The Biggest Mistakes First Time Investors Make

7 Tips on Rebalancing an Investment Portfolio

09 01 2017

7 Tips on Rebalancing an Investment Portfolio

Asset allocation is all about balancing the risk and the reward. Each asset class has a different level of risk and return, so some perform better or can be more volatile than others – therefore, each will behave differently in the market over time. Without care, this can skew your portfolio toward too much risk. Asset allocation aims to balance that risk by breaking up a portfolio’s assets per an individual’s goals, risk tolerance, and investment outlook.

Broadly, financial advisors recommend a diverse investment portfolio to mitigate market volatility, but there are always commonly asked questions: What should you do if the market takes a sudden dip? What about when the market is at an all-time high?

Tips on Rebalancing an Investment Portfolio

It can be tough to navigate the unpredictability of the market and understand the benefits of diversifying your portfolio. Here are 7 popular tips from financial advisors, the SEC, and other experts for balancing a portfolio. Consider this a primer to rebalancing, not a full guide – check with your financial advisor to see which (if any) might apply to your financial situation and goals.

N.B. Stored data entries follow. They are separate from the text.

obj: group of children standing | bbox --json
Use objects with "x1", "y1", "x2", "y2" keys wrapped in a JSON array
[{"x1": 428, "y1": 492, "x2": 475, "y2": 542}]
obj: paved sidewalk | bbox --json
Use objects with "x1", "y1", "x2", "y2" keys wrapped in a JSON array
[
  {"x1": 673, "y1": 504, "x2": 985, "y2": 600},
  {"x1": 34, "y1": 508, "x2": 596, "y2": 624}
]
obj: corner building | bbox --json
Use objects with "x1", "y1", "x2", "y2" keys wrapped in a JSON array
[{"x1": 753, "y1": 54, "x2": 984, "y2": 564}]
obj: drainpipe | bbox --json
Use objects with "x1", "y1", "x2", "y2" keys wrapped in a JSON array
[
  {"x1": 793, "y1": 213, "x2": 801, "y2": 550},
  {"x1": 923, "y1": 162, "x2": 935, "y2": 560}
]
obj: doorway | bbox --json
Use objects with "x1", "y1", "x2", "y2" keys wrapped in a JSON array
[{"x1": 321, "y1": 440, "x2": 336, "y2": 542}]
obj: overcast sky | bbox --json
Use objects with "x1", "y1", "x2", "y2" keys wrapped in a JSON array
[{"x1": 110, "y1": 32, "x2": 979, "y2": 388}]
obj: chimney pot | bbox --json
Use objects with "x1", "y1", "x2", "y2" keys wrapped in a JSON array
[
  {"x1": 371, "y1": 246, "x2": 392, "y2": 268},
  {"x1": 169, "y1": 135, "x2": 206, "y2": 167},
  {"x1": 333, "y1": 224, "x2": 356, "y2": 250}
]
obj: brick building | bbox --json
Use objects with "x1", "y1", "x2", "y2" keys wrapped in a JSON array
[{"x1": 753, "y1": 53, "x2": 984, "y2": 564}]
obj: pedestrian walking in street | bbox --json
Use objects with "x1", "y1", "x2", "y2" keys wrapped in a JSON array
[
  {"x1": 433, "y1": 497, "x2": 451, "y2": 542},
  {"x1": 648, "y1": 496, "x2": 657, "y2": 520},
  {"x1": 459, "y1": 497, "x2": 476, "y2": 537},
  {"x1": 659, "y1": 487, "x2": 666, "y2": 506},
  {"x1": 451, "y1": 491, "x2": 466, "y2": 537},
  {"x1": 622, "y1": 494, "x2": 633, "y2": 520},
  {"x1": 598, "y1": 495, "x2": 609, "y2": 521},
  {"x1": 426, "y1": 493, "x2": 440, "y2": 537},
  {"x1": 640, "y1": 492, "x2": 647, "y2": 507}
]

1. Create a list of all investments

Being able to look at all of one’s assets together can help with asset allocation. One popular method is to create a chart that includes a 401(k), IRA, or other types of workplace retirement accounts, any stocks (including mutual funds and ETFs), and bonds. The chart can be completed by including the total value of all those assets, as well. This chart can help an individual keep track of all their investments by having them in one place. Never underestimate the power of organization when it comes to financial products.

2. Calculate current asset allocation

Once all assets are listed in one place, it’s time to allocate them. This is an easy step: Simply group asset classes together (stocks in one category, bonds in another, real estate investment opportunities, etc.). While these accounts can be as detailed as you desire, simple is often best – assets only need to be broken down by class. To calculate the asset allocation, simply divide the amount in each class by the total portfolio.

3. Determine a target asset allocation

There are a variety of factors that go into your preferred asset allocation, including age, risk preference, and experience. For example, newer investors who may feel panicked during market downs might find it worthwhile to choose a more conservative asset allocation and pursue safer opportunities. Of course, it’s always wise to discuss goals and specific allocations with a financial advisor during the financial planning process. Ultimately, these are your decisions and require your own due diligence – but make use of a team of knowledgeable professionals. You’re not in this alone.

4. Establish a timeframe to rebalance

Many new savers ask, “How often should I rebalance my portfolio?” For most young investors, rebalancing a portfolio once a year may be enough. However, more experienced investors often choose to rebalance semi-annually. Regardless of experience, it’s good to take note of large jumps in the market – should it go up or down by even a few percent, an allocation might fall out of balance. Even if you don’t rebalance your portfolio during these regular intervals, it establishes a good habit of checking in (periodically) on your assets.

5. Incorporate new money

A big part of saving is making regular contributions. If you’ve recently received a bonus or have a decent amount of cash to spare, you can always invest it and allow it to grow. You can also use these funds to beef up a portion of your assets that may be below the target allocation. It usually only takes a few months for the underweight funds to catch back up after directing more of the new money that way.

6. Consider autopilot

Some employee-sponsored contribution retirement plans offer auto-rebalancing feature, which allows one to select a time interval at which their account will be rebalanced back to the allocation they selected. This automation can save some stress, take the emotion and potential hesitation out of the process, and is worth consideration if available. This should never replace regular check-ins on the portfolio with your financial advisor, though – as goals and the market develop, your portfolio and the investment opportunities you pursue should as well.

7. Don’t chase trends

It can be tempting to put more money into a stock or fund that is doing well or sell when another is doing poorly, but chasing trends isn’t a reliable strategy. Talk to a financial advisor if you are worried about market volatility, and don’t make decisions based on emotion or what can be found in one article online. Take the time to research your financial decisions and make a smart choice after it’s been thought over.

Rebalance and Reap the Rewards

Rebalancing can be a valuable part of long-term saving, and there are many online resources from organizations such as the SEC available as a primer. However, each financial journey is ultimately a personal experience – you may discover after discussing with your financial planner that these popularly recommended tips don’t fit your situation at all. That’s okay!

Your financial team can help you find your way. The right mix of stocks, bonds, cash, real estate investments, or other financial products can help you reach your goals in a way that fits you – and that’s what’s most important.